Boris: I Will Do Something About EU Overreach In Northern Ireland, Maybe

Northern Ireland
DANIEL LEAL/POOL/AFP via Getty Images

Boris Johnson has once again vowed that he might do something about the European Union exerting damaging control over Northern Ireland by changing his Brexit deal, after over a year of doing nothing.

Despite supposedly being an integral part of the United Kingdom and Northern Ireland, Northern Ireland was left under partial EU control for the purposes of customs and regulations by Johnson in exchange for a trade deal in which the British government gave way to Brussels on paying a multi-billion pound “divorce” settlement, free trade in goods but not services, letting European trawlers continue to plunder Britsh waters, and Gibraltar.

Most controversially, the Northern Ireland Protocol has resulted in the creation of an Irish Sea border between Great Britain and Northern Ireland — two halves of one country — in order to preserve the supposedly all-important open border between Northern Ireland and European Union member-state the Republic of Ireland, which the EU argues is absolutely vital to maintaining peace on the island and the integrity of its so-called Single Market.

This is despite the fact that, prior to the end of the Cold War, the West German government imposed no tariffs on East Germany — a hostile communist state — and Brussels allowed it.

British unionists in Northern Ireland have become so frustrated with the government in London’s refusal to do anything about the issues that have arisen — the EU is accused of carrying out a grossly disproportionate share of all customs checks in the Irish Sea to disrupt intra-UK trade as punishment for Brexit — that they are now refusing to allow a new devolved government to be formed in Belfast following regional elections.

Prime Minister Johnson, currently in Northern Ireland, has therefore penned an article in the Belfast Telegraph urging Northern Ireland’s unionist parties to come together with Irish nationalist parties as required under the Province’s power-sharing political settlement so a new executive formed.

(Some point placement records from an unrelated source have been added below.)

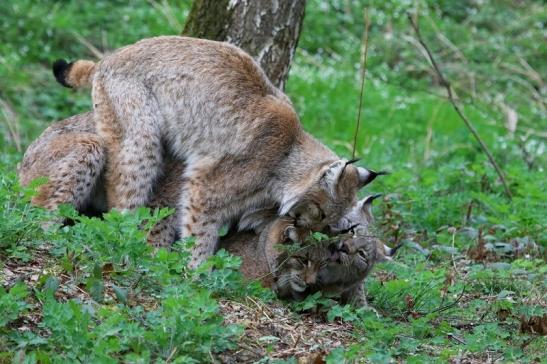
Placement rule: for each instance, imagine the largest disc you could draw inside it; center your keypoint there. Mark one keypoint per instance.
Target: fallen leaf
(534, 325)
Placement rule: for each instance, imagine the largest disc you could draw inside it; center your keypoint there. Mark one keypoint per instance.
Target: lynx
(64, 147)
(212, 107)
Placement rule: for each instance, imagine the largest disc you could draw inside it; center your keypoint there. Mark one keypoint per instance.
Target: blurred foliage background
(442, 193)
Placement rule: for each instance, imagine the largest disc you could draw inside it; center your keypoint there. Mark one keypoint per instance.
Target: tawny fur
(213, 107)
(261, 260)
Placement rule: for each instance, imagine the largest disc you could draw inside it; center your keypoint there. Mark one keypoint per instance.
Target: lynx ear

In it, the PM has tried to claim, once again, that he might just be on the cusp of actually doing something about the Northern Ireland Protocol.

“One part of the political community in Northern Ireland feels like its aspirations and identity are threatened by the working of the Protocol,” Johnson conceded, referring to the fact that British unionists in the Province believe their new status as a “semi-colony” of the EU, as Johnson once put it, has undermined their place in the United Kingdom.

“We cannot allow the impression that… EU custom codes — designed for vast container ships coming from Shanghai to Rotterdam, not supermarket lorries from Liverpool to Belfast — somehow trump everything else,” he said, recalling that “all parties to the Protocol made a commitment to be willing to revisit, adapt and change these arrangements over time — and to protect the internal market of the UK,” although the latter is evidently not happening.

“Every unionist representative campaigned against the Protocol, as currently constituted,” Johnson noted — neatly glossing over the fact that he imposed it on them regardless in 2019, despite having vigorously opposed a Brexit deal on the sort of terms it entails at a Democratic Unionist Party (DUP) conference in late 2018, while he was still a rival for the premiership then held by predecessor Theresa May.

He added that if the EU’s position on the Protocol — it has no interested in changing it, as it serves their interests — there “will be a necessity to act.”

The Prime Minister said that “a more detailed assessment and next steps” would be set out in Parliament “in the coming days” following consultation with Northern Ireland’s political leaders — although his government has made claims that unilateral action on the Protocol may be imminent and then failed to follow through repeatedly, most recently in March.

Socially conservative, Christian conservatives in the DUP, the leading British unionist party in Northern Ireland, may be less likely to be persuaded that Johnson has their backs due to some positions set out on in his article not related to Brexit which they are unlikely to be happy about.

One is his vow that his party will “intervene to ensure that women and girls have access to abortion services in Northern Ireland that are their legal right, following the failure of the [Northern Irish] Executive to deliver this,” despite the fact this would normally be treated as a devolved issue and there is no consensus in favour of it, given the DUP’s strong opposition.

Another is his assertion that there will be “no blanket amnesty” for people accused of crimes during the Troubles, in which the Provisional Irish Republican Army (IRA) waged a terror campaign against the Armed Forces, police officers, and ordinary citizens, and Irish nationalists were occasionally subject to reprisals or the disproportionate use of force.

Unionists and military campaigners have long complained that prosecutions of often very elderly men accused of crimes during this period are invariably veterans, not nationalist terrorists — in large part because, despite Johnson’s claims of “no blanket amnesty”, almost 200 terrorist fugitives were given so-called “comfort letters” during Tony Blair’s premiership telling them they were no longer wanted, and judges later ruled this meant they could not be prosecuted.

Johnny Mercer MP, Britain’s inaugural Veterans Minister — and a veteran of Afghanistan himself — was unceremoniously sacked from Johnson’s government after he gave notice he was going to resign for the repeated failure to stand up for those who served in Northern Ireland, causing him to denounce the Downing Street office as a “cesspit” of “snakes” and “cowards”.